One may not be able to recognize the oppressiveness in these proposals and how it intend to eliminate some protective layers in the tax code in favor of the big capitalist, but it can be noted, that some of the recommendations are familiar, since they were test fed to the population over the years. Some including the Corporate Income Tax (CIT), the Personal Income Tax(PIT and VAT revisions are now all in for legislation and many are still being filtered progressively to the media in its subtlety, and likewise by gradualism, you will see this tax amendments being passed into law in the near future. 

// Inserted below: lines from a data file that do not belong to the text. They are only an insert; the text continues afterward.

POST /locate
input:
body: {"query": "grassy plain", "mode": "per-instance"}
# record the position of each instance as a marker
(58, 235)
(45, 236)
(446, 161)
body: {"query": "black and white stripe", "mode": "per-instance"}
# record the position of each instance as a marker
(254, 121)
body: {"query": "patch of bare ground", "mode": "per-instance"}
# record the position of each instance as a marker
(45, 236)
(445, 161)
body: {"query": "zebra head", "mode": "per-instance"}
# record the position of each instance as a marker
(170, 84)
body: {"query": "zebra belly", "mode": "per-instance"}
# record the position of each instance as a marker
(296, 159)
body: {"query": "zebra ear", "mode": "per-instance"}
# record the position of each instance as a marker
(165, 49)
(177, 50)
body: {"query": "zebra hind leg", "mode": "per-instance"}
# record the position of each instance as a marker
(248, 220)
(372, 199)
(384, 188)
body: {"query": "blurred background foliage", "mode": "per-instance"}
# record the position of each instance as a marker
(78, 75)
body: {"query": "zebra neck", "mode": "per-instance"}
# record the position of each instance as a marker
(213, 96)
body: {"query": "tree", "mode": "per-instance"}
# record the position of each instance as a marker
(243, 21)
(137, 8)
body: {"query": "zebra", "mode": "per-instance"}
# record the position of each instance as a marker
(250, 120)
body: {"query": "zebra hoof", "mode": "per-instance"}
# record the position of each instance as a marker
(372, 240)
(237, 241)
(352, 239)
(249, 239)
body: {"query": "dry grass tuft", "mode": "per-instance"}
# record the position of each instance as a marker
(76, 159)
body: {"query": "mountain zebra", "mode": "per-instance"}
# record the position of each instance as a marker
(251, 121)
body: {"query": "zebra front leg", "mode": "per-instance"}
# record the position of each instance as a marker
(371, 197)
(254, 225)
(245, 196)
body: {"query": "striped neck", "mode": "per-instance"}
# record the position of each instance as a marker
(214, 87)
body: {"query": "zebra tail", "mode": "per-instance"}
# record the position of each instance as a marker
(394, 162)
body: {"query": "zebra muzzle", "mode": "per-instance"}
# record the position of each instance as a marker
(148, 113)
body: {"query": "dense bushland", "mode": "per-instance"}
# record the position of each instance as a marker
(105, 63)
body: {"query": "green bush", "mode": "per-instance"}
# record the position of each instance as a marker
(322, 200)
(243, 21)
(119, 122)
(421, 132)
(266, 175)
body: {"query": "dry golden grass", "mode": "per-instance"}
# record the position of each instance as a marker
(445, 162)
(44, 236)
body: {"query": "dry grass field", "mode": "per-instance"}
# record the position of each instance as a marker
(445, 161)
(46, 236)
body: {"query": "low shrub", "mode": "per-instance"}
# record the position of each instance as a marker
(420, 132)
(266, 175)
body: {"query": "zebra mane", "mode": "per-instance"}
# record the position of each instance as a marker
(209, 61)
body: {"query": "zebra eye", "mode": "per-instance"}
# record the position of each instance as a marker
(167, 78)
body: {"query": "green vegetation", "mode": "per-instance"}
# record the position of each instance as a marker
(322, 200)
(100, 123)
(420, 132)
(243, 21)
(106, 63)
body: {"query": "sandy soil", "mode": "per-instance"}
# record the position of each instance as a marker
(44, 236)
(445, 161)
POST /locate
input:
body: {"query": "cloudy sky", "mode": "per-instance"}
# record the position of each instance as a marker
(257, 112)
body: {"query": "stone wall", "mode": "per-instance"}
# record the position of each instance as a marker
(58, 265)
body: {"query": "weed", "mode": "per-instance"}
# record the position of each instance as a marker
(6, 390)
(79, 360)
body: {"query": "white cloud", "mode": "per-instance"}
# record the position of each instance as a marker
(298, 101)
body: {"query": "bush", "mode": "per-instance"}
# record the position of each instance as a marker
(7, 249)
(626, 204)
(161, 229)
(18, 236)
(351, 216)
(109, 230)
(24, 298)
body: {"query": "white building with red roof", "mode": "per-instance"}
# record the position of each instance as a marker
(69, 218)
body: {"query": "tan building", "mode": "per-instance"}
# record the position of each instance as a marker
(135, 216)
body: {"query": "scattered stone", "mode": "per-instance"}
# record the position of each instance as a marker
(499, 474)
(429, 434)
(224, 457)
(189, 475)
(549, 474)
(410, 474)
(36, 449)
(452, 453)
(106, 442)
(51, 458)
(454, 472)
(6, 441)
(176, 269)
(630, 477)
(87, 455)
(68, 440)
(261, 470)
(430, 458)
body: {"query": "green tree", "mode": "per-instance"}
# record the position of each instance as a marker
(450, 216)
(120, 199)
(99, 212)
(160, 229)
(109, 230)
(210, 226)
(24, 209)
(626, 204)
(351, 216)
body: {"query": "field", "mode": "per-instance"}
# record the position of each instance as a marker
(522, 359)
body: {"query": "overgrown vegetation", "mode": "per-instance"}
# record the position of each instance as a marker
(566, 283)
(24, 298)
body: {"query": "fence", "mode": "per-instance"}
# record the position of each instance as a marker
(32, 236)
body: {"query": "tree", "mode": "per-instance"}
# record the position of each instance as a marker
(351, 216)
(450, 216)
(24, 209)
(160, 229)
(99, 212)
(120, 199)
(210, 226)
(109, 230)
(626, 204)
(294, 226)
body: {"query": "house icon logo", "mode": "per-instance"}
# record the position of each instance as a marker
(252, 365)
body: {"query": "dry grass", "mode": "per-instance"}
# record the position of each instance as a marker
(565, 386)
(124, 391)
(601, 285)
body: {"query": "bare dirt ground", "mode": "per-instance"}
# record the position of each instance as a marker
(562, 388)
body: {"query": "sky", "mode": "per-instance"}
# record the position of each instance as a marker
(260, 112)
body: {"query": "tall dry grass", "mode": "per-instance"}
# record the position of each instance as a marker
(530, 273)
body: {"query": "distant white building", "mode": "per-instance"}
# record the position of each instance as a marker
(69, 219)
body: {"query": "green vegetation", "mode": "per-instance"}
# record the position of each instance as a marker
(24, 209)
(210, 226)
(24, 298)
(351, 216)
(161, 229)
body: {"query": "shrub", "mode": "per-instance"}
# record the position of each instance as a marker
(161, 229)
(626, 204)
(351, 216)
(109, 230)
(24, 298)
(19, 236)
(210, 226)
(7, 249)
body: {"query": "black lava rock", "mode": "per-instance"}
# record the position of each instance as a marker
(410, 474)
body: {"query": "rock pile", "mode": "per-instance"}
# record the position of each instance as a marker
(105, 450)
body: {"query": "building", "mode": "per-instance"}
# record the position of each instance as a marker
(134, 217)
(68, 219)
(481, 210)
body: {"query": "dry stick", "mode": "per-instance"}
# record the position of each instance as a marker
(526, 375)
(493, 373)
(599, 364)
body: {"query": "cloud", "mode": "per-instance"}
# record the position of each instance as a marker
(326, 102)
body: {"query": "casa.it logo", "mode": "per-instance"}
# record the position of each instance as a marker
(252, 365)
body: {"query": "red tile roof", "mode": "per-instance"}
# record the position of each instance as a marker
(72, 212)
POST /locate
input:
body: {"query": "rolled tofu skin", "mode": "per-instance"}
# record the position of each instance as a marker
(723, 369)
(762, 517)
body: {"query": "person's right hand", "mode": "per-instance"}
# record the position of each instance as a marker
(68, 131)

The negative effect of VAT on the lower social echelon is wide and atrocious since they spend more for their need; a large part of their income goes to taxes. An ordinary worker earning 12,000 a month would have to pay 1,200 in VAT or 12% in relation to his income, while a 120,000 worker who spend 12,000 for his needs will disproportionately pay only 1% in relation to his income. The expansion of VAT coverage will exacerbate the regressivity of VAT far from what it is already. The small and medium scale business will lose its competitiveness against big business and eventually they will close shop. The underground economy whereupon majority of Filipinos relied for livelihood will be wiped out, since capitalization and sales would be irreconcilable. The proposal to decrease income tax rate coupled with increase in indirect tax is pro-rich as it will benefit large and multinational companies, particularly the foreign ones. The influence of IMF/World Bank in Philippine legislature is obviously beyond imagined. Let us hope that there are members of Philippine government that is still sober to realize the brutal implication of this proposals. Let us not allow ourselves to trek the way of the Americans and the Europeans who fell victims to the onerous bank machinations such as the ponzi scheme that has caused the dissipation of their middle class due to the policies imposed and dictated by the world’s richest banks. One may wonder if the advertised independent policy being advocated and purportedly being pursued by the present government is true?

Nevertheless, bear in mind that the IMF/ WB policies are good; but its goodness is not meant for you and me.